“Agreed!” said Harry. “Agreed!” said Joe, and they set to work.

They blocked the stream with stones, and stuffed tundra moss into the crevices, then piled turf over the whole. With the pick they hewed a gully in the mica-schist ledge that dammed the little pond and let the water out. Then they knocked Blenship’s boat to pieces and made a rude sluice with the boards. This they braced upon driftwood logs set on the right slant for sluicing. Blenship, skillful as a woodsman with his axe, hewed more sluice timber out of driftwood logs, and finally the structure was complete. There were still no signs of other prospectors, and the boys began to think Blenship’s story of the thousands in the country just south of them must be another delusion of his.
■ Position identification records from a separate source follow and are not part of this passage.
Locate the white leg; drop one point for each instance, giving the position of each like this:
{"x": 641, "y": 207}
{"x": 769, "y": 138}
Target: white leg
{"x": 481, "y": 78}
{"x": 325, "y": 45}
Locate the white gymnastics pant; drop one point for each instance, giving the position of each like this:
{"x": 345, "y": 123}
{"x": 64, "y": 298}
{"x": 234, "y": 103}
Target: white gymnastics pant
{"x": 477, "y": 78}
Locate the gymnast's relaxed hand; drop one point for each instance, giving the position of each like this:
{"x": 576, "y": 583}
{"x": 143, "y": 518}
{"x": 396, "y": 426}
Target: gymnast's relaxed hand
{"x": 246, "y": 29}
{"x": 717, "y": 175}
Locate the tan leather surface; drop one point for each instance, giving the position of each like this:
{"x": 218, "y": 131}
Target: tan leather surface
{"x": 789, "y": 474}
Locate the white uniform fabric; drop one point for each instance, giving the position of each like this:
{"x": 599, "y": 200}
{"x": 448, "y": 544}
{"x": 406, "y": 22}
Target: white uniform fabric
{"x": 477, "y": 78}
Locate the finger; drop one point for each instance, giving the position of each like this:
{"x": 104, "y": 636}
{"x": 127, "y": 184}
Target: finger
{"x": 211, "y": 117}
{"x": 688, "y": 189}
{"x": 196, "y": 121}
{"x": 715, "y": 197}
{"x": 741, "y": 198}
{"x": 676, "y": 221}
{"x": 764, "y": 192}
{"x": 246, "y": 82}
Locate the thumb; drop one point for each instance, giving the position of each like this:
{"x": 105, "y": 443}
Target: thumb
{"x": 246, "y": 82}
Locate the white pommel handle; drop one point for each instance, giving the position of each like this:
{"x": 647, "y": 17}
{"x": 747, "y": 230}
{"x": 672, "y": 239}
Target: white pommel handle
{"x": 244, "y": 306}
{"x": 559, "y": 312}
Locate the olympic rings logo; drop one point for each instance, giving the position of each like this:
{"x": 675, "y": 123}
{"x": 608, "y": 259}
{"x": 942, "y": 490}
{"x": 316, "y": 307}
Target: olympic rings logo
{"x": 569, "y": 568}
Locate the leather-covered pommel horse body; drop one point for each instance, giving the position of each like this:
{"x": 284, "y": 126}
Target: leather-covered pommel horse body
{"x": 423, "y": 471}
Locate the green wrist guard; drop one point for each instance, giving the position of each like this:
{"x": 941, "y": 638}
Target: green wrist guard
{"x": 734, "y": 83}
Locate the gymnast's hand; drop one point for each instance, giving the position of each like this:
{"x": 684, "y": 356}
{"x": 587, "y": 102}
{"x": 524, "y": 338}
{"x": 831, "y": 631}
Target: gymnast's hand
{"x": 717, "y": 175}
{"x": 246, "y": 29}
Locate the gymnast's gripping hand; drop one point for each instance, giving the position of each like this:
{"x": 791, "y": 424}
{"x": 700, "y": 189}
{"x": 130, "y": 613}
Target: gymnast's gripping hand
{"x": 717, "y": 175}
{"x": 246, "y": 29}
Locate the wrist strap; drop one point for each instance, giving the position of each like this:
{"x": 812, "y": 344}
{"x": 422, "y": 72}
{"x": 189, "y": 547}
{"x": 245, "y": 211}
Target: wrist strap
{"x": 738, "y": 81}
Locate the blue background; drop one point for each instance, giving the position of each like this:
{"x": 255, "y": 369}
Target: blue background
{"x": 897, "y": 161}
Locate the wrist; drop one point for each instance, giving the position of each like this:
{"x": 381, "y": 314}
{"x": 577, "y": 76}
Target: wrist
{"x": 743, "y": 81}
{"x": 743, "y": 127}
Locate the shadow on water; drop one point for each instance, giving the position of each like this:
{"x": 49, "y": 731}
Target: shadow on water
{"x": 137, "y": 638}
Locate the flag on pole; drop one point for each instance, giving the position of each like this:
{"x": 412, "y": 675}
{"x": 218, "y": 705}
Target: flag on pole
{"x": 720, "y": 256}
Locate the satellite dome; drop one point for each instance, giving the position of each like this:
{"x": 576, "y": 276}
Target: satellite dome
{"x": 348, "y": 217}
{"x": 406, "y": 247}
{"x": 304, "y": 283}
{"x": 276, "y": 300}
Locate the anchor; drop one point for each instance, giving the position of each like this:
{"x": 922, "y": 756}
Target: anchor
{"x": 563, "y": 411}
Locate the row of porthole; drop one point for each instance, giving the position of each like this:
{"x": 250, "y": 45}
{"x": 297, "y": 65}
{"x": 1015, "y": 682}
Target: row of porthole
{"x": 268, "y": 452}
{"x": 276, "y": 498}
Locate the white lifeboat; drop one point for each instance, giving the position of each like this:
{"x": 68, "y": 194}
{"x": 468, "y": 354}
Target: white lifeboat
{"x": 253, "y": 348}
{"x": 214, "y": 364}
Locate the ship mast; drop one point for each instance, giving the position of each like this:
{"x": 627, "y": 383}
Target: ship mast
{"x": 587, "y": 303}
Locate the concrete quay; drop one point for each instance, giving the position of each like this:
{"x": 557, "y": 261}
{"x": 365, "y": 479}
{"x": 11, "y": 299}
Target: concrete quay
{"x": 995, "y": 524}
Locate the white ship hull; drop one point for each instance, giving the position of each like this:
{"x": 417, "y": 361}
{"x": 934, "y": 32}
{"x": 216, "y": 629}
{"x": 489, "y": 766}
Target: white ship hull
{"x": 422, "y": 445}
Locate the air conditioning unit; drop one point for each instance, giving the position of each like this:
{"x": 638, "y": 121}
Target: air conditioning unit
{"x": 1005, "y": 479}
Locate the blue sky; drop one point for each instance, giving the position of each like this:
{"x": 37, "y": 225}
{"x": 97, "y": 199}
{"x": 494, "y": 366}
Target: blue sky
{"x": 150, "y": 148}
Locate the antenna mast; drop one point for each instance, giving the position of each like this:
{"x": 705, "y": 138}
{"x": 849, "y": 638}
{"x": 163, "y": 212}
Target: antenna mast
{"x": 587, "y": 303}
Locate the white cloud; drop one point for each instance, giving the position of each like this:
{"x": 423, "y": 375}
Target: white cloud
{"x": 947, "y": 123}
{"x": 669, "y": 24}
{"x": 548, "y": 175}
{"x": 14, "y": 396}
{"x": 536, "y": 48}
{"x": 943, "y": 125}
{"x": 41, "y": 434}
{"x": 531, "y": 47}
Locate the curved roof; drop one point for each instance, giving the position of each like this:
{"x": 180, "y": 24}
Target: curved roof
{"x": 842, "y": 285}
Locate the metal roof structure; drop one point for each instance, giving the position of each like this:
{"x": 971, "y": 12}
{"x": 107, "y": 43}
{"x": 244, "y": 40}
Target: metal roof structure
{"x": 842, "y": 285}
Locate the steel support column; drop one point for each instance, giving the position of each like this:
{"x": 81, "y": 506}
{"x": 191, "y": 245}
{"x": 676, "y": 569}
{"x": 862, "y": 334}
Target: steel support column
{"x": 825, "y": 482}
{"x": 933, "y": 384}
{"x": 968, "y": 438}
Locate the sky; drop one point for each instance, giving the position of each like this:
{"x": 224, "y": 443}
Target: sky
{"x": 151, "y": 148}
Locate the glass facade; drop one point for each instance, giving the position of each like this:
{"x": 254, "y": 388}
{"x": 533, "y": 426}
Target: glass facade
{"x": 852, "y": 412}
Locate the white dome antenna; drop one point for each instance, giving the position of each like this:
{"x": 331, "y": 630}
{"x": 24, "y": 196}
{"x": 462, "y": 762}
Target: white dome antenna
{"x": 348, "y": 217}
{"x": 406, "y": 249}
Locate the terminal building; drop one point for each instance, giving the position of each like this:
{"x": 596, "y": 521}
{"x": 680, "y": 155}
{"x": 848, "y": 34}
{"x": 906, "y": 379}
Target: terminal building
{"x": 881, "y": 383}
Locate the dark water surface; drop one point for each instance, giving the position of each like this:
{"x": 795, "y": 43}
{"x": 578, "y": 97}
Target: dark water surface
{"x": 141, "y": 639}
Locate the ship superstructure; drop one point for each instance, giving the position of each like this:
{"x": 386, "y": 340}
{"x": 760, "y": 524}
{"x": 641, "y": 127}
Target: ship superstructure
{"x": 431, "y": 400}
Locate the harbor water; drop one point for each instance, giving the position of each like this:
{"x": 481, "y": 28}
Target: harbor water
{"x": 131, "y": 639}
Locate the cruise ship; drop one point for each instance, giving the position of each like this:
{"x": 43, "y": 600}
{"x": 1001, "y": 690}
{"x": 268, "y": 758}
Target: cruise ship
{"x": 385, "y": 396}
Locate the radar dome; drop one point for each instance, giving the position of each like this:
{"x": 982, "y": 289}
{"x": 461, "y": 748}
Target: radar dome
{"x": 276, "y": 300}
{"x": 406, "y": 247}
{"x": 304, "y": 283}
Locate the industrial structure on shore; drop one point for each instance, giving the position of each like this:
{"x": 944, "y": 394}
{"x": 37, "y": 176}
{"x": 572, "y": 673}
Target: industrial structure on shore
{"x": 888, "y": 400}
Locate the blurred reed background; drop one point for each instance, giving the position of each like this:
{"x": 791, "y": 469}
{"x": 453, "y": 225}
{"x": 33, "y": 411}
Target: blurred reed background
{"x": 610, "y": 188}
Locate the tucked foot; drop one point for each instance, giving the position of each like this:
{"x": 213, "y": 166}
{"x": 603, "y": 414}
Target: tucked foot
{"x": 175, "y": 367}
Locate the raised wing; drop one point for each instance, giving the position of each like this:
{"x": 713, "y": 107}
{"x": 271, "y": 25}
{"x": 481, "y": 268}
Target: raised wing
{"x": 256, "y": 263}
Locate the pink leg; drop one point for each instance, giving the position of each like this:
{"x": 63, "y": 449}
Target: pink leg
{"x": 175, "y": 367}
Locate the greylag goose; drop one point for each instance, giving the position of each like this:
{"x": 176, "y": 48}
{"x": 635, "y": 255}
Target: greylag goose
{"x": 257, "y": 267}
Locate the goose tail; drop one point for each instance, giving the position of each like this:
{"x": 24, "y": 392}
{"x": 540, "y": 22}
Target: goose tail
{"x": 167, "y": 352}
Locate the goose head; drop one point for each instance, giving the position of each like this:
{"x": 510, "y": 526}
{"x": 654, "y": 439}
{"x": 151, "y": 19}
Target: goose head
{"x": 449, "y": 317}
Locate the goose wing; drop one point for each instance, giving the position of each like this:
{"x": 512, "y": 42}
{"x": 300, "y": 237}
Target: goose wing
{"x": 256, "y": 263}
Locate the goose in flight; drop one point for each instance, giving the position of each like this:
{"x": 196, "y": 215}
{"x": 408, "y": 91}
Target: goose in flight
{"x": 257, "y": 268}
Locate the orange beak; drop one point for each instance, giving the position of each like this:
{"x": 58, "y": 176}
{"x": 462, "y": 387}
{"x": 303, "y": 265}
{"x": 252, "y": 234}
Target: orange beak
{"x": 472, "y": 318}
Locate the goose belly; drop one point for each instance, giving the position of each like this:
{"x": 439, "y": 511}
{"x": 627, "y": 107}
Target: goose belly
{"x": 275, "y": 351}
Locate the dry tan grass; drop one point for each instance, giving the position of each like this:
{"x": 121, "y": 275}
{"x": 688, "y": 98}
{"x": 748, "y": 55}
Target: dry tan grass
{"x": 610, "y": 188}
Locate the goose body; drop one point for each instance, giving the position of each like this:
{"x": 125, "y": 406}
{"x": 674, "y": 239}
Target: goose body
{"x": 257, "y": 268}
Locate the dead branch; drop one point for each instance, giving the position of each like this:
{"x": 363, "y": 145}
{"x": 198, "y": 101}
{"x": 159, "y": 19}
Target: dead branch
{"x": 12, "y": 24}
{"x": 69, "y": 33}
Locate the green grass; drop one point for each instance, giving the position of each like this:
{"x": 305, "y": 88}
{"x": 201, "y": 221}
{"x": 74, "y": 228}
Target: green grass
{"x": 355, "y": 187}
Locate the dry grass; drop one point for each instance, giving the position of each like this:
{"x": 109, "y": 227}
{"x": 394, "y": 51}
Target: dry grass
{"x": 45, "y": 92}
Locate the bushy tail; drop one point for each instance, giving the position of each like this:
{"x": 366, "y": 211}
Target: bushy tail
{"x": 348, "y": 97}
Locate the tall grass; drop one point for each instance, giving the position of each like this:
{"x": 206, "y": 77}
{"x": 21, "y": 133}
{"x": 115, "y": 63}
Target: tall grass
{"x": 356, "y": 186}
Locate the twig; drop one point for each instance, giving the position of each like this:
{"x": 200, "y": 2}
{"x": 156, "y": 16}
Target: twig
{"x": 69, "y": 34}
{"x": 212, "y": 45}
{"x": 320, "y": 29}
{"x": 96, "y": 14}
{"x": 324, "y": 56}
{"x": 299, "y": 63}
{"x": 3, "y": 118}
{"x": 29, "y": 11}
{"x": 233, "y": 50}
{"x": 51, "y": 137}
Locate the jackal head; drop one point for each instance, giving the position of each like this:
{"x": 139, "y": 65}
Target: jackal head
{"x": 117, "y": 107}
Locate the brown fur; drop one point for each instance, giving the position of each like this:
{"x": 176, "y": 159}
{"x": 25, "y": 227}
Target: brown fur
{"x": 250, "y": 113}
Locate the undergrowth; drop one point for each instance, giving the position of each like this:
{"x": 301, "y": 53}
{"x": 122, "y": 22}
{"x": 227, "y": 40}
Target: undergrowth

Finally, everything was complete. Blenship showed them how to shovel into the sluice so that enough but not too much dirt should be present in it, and then turned on the water. For two hours the boys swung the shovels lustily, and found it very fatiguing work indeed. Blenship managed the flow of the water so that it should work to the best advantage during this time. Then when the boys were thoroughly weary he shut it off and called a halt. Joe and Harry rested on their shovels, puffing.

“Time to clean up,” he said. “Now we’ll see whether I’m worth a hundred dollars a day or not.”

With water in his gold pan he washed the remaining sand from riffle to riffle, and finally collected the gold in a yellow heap in the pan at the bottom of the sluice. It was quite a little heap, and Blenship weighed it, pan and all, in his hand, thoughtfully.

“Reckon there’s about three pounds of it,” he said coolly. “Say seven hundred dollars.”

Joe and Harry looked over his shoulder with bulging eyes. Seven hundred dollars! Two hours’ sluicing! Neither before had realized the full import of their good fortune. If they could do that in two hours,—in a day, a week, a month! Their heads whirled. And then all three started.

A shadow had fallen across the pan.

Blenship whirled sullenly and savagely, reaching toward his hip with an instinctive movement, though no weapon hung there. Then he laughed.